Research Fellow, Department of Orthopaedic Surgery and the Center for Regenerative Medicine, Massachusetts General Hospital

Vikram Khedgikar, PhD

Research Fellow, Department of Orthopaedic Surgery, Brigham and Women’s Hospital

Project

Identifying drugs to expedite the healing of orthopaedic injuries

The challenge with traumatic injuries is the ability to rapidly heal the damage and fully restore function. In this project, Galloway and Lehoczky focus on two tissues that present a clear clinical need: non-healing fractures of the bone and damage to the soft connective tissues of the joint. Although bone can have robust abilities to regenerate, a substantial number of fractures do not fully heal even with all available treatment options. Unlike the bone, injured tendons and ligaments do not regenerate, but instead scar, resulting in an inferior tissue prone to reinjury. Identification of drugs capable of expediting tendon and bone healing would make a significant clinical impact on orthopaedic trauma. In this project, the investigators seek to identify drugs that promote mesenchymal stem cells to form skeletal or tendon tissues. These experiments lay the foundation for their long-term goal of translating these findings into therapies using the identified drugs to accelerate bone and/or tendon repair in patients.

Biographies

Jenna Galloway, PhD, received her BA in biology from Johns Hopkins University and her PhD in genetics from Harvard University.

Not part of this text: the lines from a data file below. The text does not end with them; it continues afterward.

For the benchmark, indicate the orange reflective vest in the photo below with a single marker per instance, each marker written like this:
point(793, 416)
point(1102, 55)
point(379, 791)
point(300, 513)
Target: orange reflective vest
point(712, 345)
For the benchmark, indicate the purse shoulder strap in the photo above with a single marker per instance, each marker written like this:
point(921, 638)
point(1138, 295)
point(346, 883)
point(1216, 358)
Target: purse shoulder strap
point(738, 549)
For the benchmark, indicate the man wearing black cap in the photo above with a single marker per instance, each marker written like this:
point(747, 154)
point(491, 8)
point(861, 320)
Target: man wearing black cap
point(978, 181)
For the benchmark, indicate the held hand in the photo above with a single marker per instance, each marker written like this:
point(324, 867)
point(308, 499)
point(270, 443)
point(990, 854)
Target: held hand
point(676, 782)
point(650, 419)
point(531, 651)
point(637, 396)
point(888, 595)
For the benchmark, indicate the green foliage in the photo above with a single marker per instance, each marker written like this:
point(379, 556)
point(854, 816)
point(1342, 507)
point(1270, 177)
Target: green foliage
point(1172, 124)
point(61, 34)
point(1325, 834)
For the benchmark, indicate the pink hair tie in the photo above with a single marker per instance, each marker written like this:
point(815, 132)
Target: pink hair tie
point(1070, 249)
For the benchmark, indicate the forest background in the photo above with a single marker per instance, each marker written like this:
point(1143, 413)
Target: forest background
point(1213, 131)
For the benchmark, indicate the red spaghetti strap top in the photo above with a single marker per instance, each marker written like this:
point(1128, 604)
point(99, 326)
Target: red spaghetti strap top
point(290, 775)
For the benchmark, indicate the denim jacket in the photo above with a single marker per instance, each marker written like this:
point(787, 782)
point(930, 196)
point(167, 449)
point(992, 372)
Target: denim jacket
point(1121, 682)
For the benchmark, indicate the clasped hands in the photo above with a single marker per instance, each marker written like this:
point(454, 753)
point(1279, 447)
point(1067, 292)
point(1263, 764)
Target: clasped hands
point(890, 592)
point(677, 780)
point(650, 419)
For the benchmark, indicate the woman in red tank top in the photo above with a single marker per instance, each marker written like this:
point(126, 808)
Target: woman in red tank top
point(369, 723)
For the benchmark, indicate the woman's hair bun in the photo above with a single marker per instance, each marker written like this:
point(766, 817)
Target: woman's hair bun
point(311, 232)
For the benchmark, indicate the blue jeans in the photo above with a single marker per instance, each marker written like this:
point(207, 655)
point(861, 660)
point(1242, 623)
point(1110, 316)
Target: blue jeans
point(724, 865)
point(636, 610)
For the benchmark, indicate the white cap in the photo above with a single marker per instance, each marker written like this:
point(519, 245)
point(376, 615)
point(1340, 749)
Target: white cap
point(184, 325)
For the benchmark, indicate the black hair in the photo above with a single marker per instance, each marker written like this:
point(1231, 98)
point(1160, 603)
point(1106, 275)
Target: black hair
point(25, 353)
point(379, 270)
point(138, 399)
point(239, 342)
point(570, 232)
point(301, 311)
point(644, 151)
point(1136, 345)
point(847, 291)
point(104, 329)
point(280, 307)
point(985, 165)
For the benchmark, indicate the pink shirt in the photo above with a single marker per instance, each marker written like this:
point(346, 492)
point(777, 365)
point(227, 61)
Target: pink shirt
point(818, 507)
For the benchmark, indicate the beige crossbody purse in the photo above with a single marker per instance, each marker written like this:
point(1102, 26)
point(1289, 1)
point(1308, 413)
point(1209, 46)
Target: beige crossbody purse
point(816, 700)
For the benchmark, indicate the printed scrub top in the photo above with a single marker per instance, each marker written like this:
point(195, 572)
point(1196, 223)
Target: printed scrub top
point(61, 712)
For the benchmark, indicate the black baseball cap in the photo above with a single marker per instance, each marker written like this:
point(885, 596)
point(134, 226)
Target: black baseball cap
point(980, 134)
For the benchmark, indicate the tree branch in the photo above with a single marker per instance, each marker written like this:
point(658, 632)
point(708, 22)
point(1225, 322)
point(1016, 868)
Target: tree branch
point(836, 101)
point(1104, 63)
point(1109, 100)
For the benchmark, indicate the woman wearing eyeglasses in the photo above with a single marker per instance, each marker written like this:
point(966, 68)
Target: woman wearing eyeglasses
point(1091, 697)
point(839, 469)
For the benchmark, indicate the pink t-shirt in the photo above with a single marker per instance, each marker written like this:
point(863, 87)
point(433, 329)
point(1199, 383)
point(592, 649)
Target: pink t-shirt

Her graduate research was performed in the laboratory of Leonard Zon, MD, at Boston Children’s Hospital, where she worked on pathways regulating blood stem cell biology and lineage fate decisions. After her PhD, Galloway joined the lab of Clifford Tabin, PhD, in the Department of Genetics at Harvard Medical School, where she applied her knowledge of musculoskeletal development towards an improved understanding of the mechanisms leading to a congenital limb malformation called phocomelia. Currently, Galloway is an assistant professor in the Department of Orthopaedic Surgery and the Center for Regenerative Medicine at Massachusetts General Hospital and Harvard Medical School. Her laboratory uses zebrafish genetics and stem cells to understand how tendons and ligaments form, organize, and regenerate. Ultimately, Galloway’s goal is to apply this knowledge toward the development of improved therapies for tendon and ligament injuries.

Jessica Lehoczky, PhD, received her BA in biology and mathematics from Lehigh University and went on to work on the Human Genome Project at the Whitehead Center for Genome Research (now the Broad Institute). She earned her PhD in human genetics from the University of Michigan, where, under the mentorship of Jeffrey Innis, MD, PhD, she studied the transcriptional regulation of Hox genes during limb development. For her postdoctoral research, Lehoczky joined the lab of Clifford Tabin, PhD, in the Genetics Department at Harvard Medical School, where her research, focused on the endogenous process of mouse digit tip regeneration, laid the foundation for her independent research laboratory. Presently, Lehoczky is an assistant professor in the Department of Orthopaedic Surgery at Brigham and Women’s Hospital. Her laboratory is focused on digit tip regeneration to understand composite tissue regeneration. The goal of this research is first to determine the necessary molecular pathways and specialized cell types needed for this innate process in mammals, and ultimately to apply these findings to non-regenerative limb amputations and other tissues.